Já a prática bancária pública é regida pelo princípio da irresponsabilidade limitada. Limitada, em primeiro lugar, pela duração dos mandatos dos cargos políticos. Em segundo, por algum indício ou prova de improbidade administrativa. Mas quem relacionaria causas tão nobres como “garantir a aquisição da casa própria a todo cidadão brasileiro” como um possível caso de improbidade administrativa? Indo mais longe, quem identificaria a relação de causa e efeito entre políticas públicas equivocadas adotadas anos antes e prejuízos vultosos?
Em um banco público, a perda é — por definição! — socializada por toda a sociedade. Já os lucros ficam com os funcionários do próprio banco, burocratas, políticos e apadrinhados. A má gestão não só é provável, como é natural.
Quem arcará com os (prováveis?) prejuízos dos créditos concedidos ao grupo das empresas “X”? Quem será responsabilizado quando a CEF tornar-se uma reedição do falido Banco Nacional da Habitação?
Conclusão
Muitos afirmam que, na ausência do crédito por bancos oficias, a economia estaria ainda pior. Por um lado, essa assertiva tem fundamento. É bastante plausível que alguns empreendimentos estariam sendo liquidados ou redimensionados, causando até uma recessão econômica. Mas se tais investimentos só são viáveis com crédito barato e generoso, talvez nem sequer devessem ter sido iniciados. Portanto, é um processo doloroso, mas inevitável.
Outros argumentam que é devida à falha do setor privado em prover financiamento de longo prazo a razão da existência dos bancos públicos. Em realidade, deveriam enxergar o exato oposto. É a própria existência desses gigantes bancários uma das razões da falta de crédito de longo prazo pelos bancos privados — não é a única, mas, certamente, uma das mais fundamentais.
Além disso, a concessão de crédito barato por bancos públicos não resolve o problema.

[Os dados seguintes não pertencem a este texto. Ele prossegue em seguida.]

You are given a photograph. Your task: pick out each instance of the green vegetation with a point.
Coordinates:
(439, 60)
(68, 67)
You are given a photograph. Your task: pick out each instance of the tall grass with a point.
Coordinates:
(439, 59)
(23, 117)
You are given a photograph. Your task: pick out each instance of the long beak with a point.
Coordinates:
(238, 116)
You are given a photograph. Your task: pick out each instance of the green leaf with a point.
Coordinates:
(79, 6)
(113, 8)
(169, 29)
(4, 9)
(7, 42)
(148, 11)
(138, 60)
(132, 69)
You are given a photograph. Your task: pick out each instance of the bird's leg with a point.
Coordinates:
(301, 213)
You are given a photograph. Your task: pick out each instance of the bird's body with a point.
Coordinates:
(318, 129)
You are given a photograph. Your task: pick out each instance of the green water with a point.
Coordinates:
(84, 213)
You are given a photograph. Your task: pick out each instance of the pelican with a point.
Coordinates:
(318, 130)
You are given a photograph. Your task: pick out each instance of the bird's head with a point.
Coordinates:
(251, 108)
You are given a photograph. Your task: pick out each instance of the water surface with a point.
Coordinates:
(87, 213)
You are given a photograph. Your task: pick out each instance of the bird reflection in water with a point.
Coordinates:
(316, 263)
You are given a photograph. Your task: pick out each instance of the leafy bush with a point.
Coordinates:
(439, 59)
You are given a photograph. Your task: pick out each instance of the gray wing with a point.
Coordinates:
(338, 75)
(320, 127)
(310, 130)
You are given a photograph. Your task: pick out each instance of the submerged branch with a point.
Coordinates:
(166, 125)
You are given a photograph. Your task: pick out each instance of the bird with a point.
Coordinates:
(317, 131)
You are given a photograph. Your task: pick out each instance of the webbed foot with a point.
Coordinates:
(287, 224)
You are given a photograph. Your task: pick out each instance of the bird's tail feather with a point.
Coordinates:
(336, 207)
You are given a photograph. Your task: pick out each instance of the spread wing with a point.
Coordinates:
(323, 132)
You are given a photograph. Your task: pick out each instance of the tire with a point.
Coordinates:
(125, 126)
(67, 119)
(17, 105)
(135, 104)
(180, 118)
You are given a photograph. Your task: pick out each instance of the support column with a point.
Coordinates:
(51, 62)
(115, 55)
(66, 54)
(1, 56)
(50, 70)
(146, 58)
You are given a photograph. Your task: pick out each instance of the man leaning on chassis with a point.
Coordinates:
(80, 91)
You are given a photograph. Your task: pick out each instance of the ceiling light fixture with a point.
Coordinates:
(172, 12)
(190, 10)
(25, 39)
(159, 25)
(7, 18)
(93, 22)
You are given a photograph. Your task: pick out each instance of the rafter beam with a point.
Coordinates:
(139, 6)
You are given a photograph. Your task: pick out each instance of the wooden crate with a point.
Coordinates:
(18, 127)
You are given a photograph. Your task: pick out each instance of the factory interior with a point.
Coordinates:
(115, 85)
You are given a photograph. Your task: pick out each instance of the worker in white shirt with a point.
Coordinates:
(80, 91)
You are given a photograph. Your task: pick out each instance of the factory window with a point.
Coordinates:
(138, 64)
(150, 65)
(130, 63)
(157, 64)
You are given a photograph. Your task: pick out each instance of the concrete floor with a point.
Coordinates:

Apenas impõe uma nova intervenção, cujo resultado será novos problemas — mais uma intervenção que acarretará um desarranjo na estrutura produtiva da economia por canalizar recursos para onde jamais deveriam ir.
Somente a livre iniciativa, na busca pelo lucro e com preços livres (e não “administrados”!), é capaz de alocar eficientemente o capital. Abusar de bancos públicos pode render votos, mas jamais solucionará qualquer problema econômico.
Por fim, essa hiperatividade nos bancos oficiais está causando desconfiança, perda de credibilidade, e possível fardo fiscal. Afinal de contas, se a OGX e afins não quitarem suas obrigações bilionárias com o BNDES e demais instituições financeiras estatais, quem vai tapar o buraco desses bancos? Até quando o Tesouro vai ser chamado para aportar capital (sempre de forma criativa, para não atrapalhar as contas nacionais oficiais, é claro)?
Com essa incerteza toda na economia, bancos privados continuarão à margem dos acontecimentos, assistindo timidamente enquanto os públicos lideram a festa. Ao fim e ao cabo, se administradores e acionistas estão sob o regime da responsabilidade ilimitada, estes serão bem mais prudentes, independentemente do ambiente regulatório.
Mas o que esperar daqueles que operam sob o regime da irresponsabilidade limitada?
[1] Nos Estados Unidos, ao contrário do Brasil, o sistema bancário é regido pelo princípio de responsabilidade limitada, assim como qualquer outra empresa. Ver o capítulo sobre “Reguladores e bancos” do livro “As leis secretas da economia”, de Gustavo H. Franco.